The explosion of coastal smuggling after 1928 was inextricably tied to growing enthusiasm for economic control among policy makers who assumed that an assertive developmental state could and should employ levers of policy to promote industrialization. The growing enthusiasm for economic control, in turn, was tied to the discursive transformation of tariff autonomy. Previous histories of China’s quest to recover tariff autonomy have focused on diplomatic and political negotiations at the highest levels.2 This chapter goes beyond such accounts by looking more broadly at changing opinions on the tariff among statesmen, intellectuals, and merchants from the late Qing through the early Republic. Discussions of “the tariff problem” (guanshui wenti) did not unfold exclusively at international conferences but also within the wider public. Growing interest in the subject reflected an intellectual shift that wove together abstract economic principles with the concept of national well-being.

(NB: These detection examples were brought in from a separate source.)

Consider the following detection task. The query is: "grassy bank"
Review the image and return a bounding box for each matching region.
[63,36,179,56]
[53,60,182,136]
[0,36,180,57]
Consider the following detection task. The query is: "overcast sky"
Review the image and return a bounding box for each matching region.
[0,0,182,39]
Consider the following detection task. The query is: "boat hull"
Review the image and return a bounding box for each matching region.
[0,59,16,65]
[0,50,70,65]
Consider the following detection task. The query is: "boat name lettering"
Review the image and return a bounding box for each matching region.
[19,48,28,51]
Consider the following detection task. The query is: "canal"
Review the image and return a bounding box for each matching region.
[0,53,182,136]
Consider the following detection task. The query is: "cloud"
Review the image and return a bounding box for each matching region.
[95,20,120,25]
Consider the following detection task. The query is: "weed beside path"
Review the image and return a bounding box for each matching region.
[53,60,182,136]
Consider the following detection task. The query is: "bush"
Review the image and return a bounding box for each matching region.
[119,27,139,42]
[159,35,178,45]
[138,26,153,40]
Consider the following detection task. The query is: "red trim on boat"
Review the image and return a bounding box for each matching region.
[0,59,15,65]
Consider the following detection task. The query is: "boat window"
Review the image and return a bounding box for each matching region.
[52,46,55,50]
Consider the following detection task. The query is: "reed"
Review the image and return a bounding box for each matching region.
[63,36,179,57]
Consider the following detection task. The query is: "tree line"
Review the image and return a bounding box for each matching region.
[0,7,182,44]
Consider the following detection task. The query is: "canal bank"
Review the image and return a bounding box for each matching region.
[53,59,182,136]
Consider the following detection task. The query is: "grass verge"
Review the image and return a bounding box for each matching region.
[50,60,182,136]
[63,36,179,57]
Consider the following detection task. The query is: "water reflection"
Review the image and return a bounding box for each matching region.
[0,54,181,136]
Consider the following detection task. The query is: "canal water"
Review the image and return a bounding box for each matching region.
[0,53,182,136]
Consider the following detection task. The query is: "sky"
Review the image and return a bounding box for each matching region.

The legacies of these discussions endured well after 1928, and even 1949. Debates over the significance of the tariff consistently emphasized themes that dominated economic thinking throughout twentieth-century China to today: industry over commerce; production over consumption; and state intervention over free markets. Such discursive changes further reified the notion of more state control over the economy and thus animated official imperatives to fight smuggling. While its embryonic traces could be detected during the final years of the Qing dynasty, the ideal of state control over the economy became widely and indisputably accepted during the 1930s, at the nadir of the Great Depression.

How did the once-seemingly technical issue of tariff autonomy transition from a concern of fiscal statecraft among a narrow circle of literati to a symbol of national sovereignty for a wider public? How did a diverse group of policy makers, intellectuals, and industrialists come to subscribe to the ideals of greater economic control by the state? To answer these questions and uncover the intellectual roots of the smuggling epidemic, this chapter offers an overview on the evolution in the thinking and discussions about the tariff as well as attitudes toward the role of the state in the economy from the late Qing through the early Republic. It then explores how Nationalist China made tariff autonomy the cornerstone of its ambitious state-building agenda during the Nanjing Decade and how the ideal of economic control informed the new regime’s introduction of higher duties and stricter regulations that together laid the foundations for a developmental state. The tariff thus underwent successive changes in both the official and popular imagination, from a tool of statecraft in the late Qing, to a symbol of national sovereignty in the early Republic, to a prerequisite of economic control under Nationalist rule. Understanding this shift is critical to understanding China’s avid pursuit of restrictive economic policies throughout the twentieth century. It ultimately sheds light on why the Nationalists (and later the Communists) opted for an interventionist foreign trade regime, prohibitive tariffs, and harsh enforcement—even as such policies strictly disciplined private consumption and greatly incentivized smuggling as never before. The war on smuggling, in other words, was motivated by a long-standing, overriding desire to exercise official control over foreign trade to satisfy multiple—and competing—imperatives.